Novel Nanoparticle Immunogens for Influenza Vaccines
This technology offers a new approach to influenza vaccines using computationally designed nanoparticle immunogens that elicit potent, neutralizing antibodies against influenza viruses.
What is the Problem?
Influenza viruses cause significant illnesses and deaths each year, despite the availability of licensed vaccines. Current vaccines offer limited protection against continuously emerging antigenic variants and are not protective against viruses from animal reservoirs. This highlights the need for new vaccines with broader protective coverage, as circulating viruses continue to mutate.
What is the Solution?
The solution is the development of novel nanoparticle immunogens for use in influenza vaccines. Designed using computational protein design, these immunogens consist of the receptor binding domains or “heads” of hemagglutinin trimers, which are the key antigen of current influenza vaccines. The “heads” have been designed to maintain a native-like trimeric configuration. The trimeric antigens are further fused to the trimeric components of self-assembling protein nanoparticles, enabling multivalent presentation which greatly enhances immunogenicity. This approach elicits potently neutralizing, receptor-blocking antibodies against influenza viruses, offering new potential routes to the design of universal influenza vaccines.

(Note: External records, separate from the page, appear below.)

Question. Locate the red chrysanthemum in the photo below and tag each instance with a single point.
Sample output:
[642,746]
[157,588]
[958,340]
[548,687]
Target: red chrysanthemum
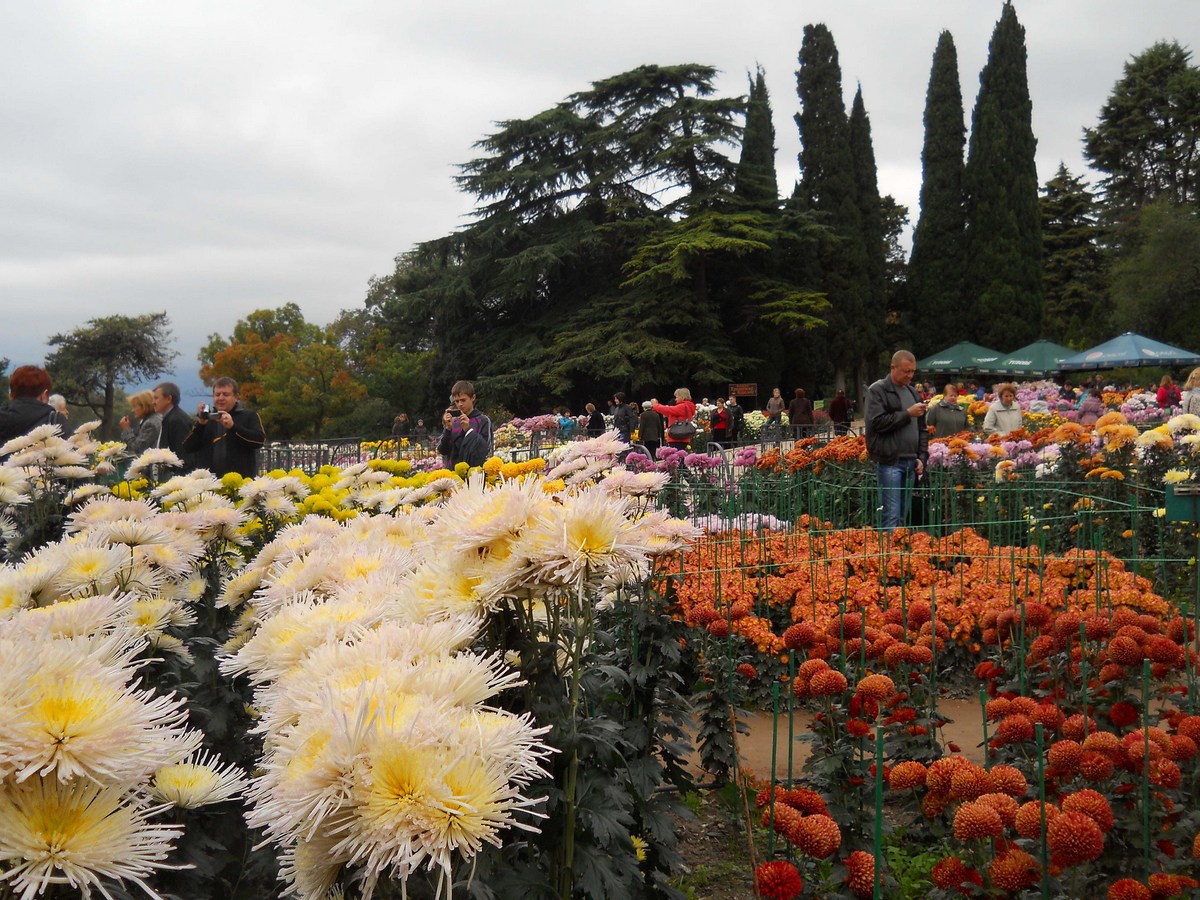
[857,729]
[942,771]
[1123,714]
[1075,727]
[786,820]
[803,799]
[1029,819]
[976,821]
[1164,886]
[1014,729]
[953,873]
[861,874]
[1065,756]
[1128,889]
[1125,651]
[827,683]
[1003,804]
[1073,839]
[969,781]
[778,880]
[1092,804]
[817,837]
[1008,779]
[906,775]
[799,636]
[879,687]
[1014,870]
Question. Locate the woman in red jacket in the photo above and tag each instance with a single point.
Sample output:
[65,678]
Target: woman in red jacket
[682,411]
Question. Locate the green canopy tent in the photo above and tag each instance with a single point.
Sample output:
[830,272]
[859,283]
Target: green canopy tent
[964,357]
[1127,351]
[1036,360]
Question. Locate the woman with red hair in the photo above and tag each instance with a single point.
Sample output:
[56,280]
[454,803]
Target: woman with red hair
[29,388]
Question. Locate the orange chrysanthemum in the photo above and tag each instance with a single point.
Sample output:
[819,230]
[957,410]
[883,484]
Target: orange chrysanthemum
[976,821]
[861,874]
[1128,889]
[1065,756]
[1008,779]
[827,683]
[879,687]
[1014,870]
[1029,819]
[1092,804]
[906,775]
[1073,839]
[778,880]
[817,837]
[1003,804]
[953,873]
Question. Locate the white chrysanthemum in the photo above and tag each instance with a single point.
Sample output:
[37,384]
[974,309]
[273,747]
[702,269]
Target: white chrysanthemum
[108,509]
[199,781]
[585,539]
[1186,421]
[71,715]
[15,593]
[93,568]
[13,486]
[85,492]
[72,473]
[23,442]
[81,834]
[153,456]
[295,629]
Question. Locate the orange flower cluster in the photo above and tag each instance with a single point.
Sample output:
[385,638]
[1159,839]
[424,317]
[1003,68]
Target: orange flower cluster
[811,454]
[810,576]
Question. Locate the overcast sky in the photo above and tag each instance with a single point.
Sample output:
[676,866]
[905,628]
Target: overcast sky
[210,159]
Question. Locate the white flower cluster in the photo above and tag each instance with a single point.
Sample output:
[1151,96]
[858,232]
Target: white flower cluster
[382,754]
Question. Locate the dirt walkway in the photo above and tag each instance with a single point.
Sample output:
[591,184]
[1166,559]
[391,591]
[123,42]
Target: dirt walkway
[965,729]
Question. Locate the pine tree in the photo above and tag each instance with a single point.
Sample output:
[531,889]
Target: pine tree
[828,190]
[1003,238]
[870,215]
[755,181]
[935,269]
[1074,267]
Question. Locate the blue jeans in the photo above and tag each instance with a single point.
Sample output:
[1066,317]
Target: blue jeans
[895,492]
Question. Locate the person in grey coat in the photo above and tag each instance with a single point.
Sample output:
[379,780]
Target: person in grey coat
[946,417]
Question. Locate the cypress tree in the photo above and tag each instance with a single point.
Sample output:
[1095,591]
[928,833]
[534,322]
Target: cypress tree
[828,190]
[935,268]
[870,215]
[755,183]
[1003,238]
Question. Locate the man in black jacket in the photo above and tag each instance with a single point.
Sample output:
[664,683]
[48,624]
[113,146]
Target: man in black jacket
[226,437]
[897,439]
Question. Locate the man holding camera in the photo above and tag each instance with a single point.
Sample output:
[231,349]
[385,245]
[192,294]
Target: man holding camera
[466,432]
[226,436]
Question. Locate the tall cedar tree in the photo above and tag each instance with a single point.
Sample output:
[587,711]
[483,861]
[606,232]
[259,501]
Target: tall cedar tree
[1074,265]
[1147,141]
[828,190]
[755,183]
[1003,246]
[935,269]
[870,214]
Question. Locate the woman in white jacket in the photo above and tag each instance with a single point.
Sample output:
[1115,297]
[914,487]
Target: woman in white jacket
[1005,413]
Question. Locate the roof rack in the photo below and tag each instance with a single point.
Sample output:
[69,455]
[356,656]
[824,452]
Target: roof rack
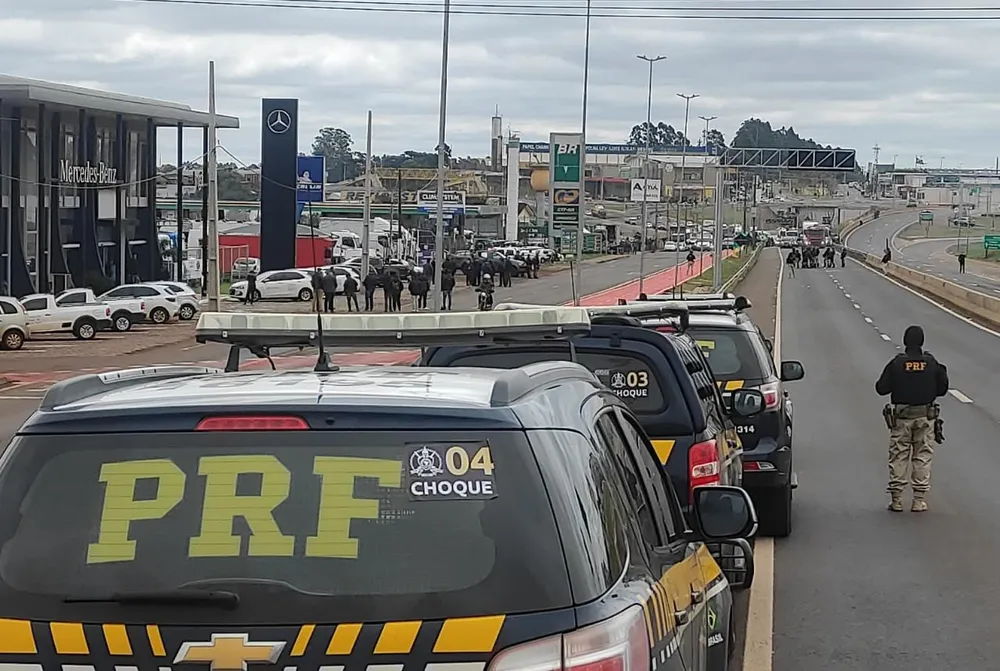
[259,332]
[84,386]
[704,302]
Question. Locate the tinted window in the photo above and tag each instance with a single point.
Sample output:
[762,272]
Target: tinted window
[72,298]
[35,304]
[730,352]
[635,492]
[373,522]
[629,376]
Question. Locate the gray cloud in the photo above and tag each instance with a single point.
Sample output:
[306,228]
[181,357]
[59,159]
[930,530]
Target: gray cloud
[924,88]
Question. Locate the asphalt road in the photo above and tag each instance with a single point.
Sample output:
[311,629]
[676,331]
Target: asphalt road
[858,587]
[926,256]
[18,402]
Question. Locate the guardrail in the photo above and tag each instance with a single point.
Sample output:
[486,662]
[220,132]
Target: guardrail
[966,301]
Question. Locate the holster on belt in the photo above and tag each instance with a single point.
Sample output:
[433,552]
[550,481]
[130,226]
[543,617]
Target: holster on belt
[889,414]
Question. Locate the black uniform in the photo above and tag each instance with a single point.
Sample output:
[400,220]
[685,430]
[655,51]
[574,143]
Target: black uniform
[913,380]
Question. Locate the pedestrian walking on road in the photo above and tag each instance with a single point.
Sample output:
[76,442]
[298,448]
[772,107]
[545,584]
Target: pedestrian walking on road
[913,381]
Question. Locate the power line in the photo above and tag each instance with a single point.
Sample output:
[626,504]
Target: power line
[894,14]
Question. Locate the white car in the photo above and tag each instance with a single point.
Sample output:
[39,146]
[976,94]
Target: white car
[187,299]
[277,284]
[161,305]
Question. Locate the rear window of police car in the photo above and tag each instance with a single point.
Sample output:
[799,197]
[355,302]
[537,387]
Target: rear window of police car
[389,524]
[731,353]
[629,376]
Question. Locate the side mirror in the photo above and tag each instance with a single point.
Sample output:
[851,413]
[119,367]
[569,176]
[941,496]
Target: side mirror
[791,371]
[723,513]
[735,558]
[747,403]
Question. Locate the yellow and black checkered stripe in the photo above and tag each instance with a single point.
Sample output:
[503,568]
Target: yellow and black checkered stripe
[455,635]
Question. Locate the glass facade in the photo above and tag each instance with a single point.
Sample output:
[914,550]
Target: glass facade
[78,201]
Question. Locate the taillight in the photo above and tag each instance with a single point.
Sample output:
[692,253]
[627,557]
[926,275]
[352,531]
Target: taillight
[252,423]
[703,465]
[617,644]
[772,395]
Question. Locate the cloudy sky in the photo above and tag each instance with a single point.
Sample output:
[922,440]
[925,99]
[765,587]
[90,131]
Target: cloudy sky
[926,87]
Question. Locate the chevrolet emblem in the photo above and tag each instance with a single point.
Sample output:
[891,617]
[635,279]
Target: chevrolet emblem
[229,652]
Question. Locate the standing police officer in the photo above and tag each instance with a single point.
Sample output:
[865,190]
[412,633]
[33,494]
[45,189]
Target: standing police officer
[913,380]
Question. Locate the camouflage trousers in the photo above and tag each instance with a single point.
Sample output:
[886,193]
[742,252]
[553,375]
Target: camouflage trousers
[911,450]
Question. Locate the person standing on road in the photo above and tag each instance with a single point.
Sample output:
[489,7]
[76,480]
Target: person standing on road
[251,288]
[447,286]
[329,285]
[351,292]
[913,380]
[371,283]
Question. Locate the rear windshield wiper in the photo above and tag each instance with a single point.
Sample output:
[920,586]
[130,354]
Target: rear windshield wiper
[178,597]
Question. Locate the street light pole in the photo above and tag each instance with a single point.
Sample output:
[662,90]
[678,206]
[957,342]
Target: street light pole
[645,166]
[442,116]
[680,196]
[708,120]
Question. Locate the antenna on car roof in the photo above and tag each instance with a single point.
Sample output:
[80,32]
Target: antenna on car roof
[323,358]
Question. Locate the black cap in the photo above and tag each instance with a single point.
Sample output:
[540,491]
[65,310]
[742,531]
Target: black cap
[913,337]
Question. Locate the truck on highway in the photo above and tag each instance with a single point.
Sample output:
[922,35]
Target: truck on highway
[83,320]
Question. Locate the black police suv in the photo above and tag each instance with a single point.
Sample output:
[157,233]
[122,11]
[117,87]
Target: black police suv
[665,381]
[497,520]
[740,358]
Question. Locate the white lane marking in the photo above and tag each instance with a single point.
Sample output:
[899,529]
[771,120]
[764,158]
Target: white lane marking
[962,398]
[926,298]
[759,642]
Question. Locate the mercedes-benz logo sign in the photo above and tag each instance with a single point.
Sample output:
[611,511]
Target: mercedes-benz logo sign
[279,121]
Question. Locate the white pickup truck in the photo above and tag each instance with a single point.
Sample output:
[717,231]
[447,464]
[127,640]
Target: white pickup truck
[124,311]
[83,320]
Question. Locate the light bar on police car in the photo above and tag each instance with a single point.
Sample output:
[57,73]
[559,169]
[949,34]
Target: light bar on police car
[429,328]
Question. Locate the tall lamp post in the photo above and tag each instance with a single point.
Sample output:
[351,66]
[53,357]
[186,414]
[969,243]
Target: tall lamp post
[680,196]
[645,165]
[708,120]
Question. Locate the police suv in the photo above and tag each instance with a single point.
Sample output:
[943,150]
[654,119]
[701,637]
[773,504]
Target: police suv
[665,381]
[417,518]
[741,358]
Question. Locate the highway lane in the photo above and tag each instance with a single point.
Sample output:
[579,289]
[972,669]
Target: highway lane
[857,587]
[927,257]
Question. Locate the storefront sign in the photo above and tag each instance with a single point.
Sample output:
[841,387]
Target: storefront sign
[88,173]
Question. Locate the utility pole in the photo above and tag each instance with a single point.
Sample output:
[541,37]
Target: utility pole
[645,167]
[876,149]
[680,196]
[366,231]
[213,198]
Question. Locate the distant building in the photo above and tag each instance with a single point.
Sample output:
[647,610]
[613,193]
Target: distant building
[79,184]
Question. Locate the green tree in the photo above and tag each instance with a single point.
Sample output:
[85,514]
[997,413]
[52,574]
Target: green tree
[342,162]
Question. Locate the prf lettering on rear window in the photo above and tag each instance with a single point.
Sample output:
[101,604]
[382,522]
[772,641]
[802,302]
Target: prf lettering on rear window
[221,505]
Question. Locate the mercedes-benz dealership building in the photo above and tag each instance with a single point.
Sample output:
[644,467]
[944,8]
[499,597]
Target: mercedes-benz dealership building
[78,174]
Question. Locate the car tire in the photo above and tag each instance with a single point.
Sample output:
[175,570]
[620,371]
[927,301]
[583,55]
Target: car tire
[775,512]
[159,316]
[85,329]
[121,322]
[12,340]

What is the Competitive Advantage?
The competitive advantage of this technology lies in its ability to create nanoparticle immunogens that elicit potent, neutralizing antibodies against a broad range of influenza viruses. This approach provides a potential route to the design of universal influenza vaccines, offering broader protective coverage than current vaccines. It addresses the challenge of antigenic variants and viruses spilled over from animal reservoirs, which current vaccines struggle to protect against. This technology has the potential to prevent flu more effectively than current seasonal vaccines by using novel nanoparticle immunogens to further increase the potency and breadth of vaccine-elicited antibodies.